Tin and lead, combined in a variety of ratios, are the ingredients of our metal pipes. Varying the proportions of tin and lead in the alloy allows us to customize the sound quality of each stop. More tin in the alloy provides better structural resistance, a shinier appearance, and favors the development of upper harmonics in the sound. This is the reason our façade pipes are manufactured with an extremely high percentage of tin: 95%.
The metal is melted in a crucible, or melting pot. It is then transferred to a special container at the end of the casting bench, and cooled to reach the right temperature to flow evenly.
The metal is then poured into a though at the end of the casting bench. A slit across the back of the trough allows the metal to flow out as the trough is slid along the length of the bench.

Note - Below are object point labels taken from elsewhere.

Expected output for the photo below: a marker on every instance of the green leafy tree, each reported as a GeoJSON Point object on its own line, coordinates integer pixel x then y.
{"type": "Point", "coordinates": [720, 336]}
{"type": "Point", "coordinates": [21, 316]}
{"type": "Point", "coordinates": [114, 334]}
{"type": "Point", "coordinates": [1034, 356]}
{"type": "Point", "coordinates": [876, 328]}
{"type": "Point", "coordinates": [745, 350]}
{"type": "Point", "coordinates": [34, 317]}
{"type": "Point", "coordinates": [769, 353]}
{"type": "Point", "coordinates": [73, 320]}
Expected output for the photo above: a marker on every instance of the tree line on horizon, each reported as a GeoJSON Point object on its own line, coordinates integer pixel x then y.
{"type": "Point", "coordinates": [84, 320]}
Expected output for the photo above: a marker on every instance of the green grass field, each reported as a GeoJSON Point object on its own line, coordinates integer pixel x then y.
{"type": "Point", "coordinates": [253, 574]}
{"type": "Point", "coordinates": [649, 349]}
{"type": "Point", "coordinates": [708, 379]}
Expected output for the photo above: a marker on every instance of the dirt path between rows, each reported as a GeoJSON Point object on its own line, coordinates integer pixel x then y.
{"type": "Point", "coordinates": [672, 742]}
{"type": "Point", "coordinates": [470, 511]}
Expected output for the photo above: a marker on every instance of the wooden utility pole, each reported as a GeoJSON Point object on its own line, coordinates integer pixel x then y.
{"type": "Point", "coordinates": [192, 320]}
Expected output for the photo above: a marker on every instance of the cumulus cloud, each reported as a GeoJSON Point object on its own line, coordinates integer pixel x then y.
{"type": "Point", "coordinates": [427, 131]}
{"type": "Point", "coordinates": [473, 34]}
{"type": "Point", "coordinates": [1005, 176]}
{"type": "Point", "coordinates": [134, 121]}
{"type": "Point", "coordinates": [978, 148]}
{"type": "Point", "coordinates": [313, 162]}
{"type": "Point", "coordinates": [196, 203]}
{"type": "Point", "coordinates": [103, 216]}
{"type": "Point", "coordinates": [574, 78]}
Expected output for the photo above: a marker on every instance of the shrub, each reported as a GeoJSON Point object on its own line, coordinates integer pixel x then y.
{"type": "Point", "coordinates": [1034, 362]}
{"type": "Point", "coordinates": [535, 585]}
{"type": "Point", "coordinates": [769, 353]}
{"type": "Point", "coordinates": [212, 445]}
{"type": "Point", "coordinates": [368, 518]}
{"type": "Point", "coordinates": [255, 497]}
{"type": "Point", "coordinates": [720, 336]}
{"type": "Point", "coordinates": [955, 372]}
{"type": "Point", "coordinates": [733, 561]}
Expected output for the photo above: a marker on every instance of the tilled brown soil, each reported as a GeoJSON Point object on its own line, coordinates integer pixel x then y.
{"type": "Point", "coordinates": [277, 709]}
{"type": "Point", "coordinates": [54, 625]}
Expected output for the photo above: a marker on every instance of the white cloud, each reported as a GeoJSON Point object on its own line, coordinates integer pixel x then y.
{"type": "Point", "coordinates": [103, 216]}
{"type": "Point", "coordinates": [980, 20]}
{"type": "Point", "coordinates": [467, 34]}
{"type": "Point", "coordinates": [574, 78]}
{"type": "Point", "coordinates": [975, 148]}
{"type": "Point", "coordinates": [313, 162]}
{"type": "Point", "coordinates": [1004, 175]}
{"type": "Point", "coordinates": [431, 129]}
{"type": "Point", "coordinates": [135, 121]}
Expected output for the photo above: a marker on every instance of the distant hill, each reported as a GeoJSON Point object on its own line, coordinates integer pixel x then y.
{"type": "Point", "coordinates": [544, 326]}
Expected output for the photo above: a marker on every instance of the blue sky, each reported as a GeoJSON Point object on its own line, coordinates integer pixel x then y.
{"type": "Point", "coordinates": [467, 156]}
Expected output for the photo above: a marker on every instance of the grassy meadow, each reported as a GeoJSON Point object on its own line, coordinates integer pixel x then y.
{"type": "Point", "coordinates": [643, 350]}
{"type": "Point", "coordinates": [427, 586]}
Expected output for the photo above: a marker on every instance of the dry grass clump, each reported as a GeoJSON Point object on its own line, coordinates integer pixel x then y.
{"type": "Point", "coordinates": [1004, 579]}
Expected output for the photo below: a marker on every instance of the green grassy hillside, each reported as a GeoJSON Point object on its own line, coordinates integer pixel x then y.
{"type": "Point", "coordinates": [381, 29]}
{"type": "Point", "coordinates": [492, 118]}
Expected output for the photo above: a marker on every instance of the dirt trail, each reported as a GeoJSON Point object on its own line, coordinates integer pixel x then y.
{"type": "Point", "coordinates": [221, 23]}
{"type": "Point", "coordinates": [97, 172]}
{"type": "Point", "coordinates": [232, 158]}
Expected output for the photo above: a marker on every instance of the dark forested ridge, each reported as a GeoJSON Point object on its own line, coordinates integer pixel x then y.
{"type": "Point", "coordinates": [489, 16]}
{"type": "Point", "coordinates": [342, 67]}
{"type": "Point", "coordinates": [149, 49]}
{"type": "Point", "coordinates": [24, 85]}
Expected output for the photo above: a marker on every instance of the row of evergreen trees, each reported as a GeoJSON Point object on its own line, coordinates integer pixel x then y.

Sliding the trough along the length of the casting bench leaves behind a glistening layer of metal. The top of the casting bench is made of very thick marble covered with canvas. The marble provides for uniform cooling, allowing the formation of the ideal molecular structure of the metal.
The long metal box over the casting bench extracts the fumes produced by the hot metal and filters them out, releasing clean air into the atmosphere. Both the safety of the work environment and the protection of the natural environment stand high on our list of priorities.
The sheets of metal are attached to the rotating drum of a planer and planed to the desired thickness. When this is finished, the metal can be cut into parts for pipes.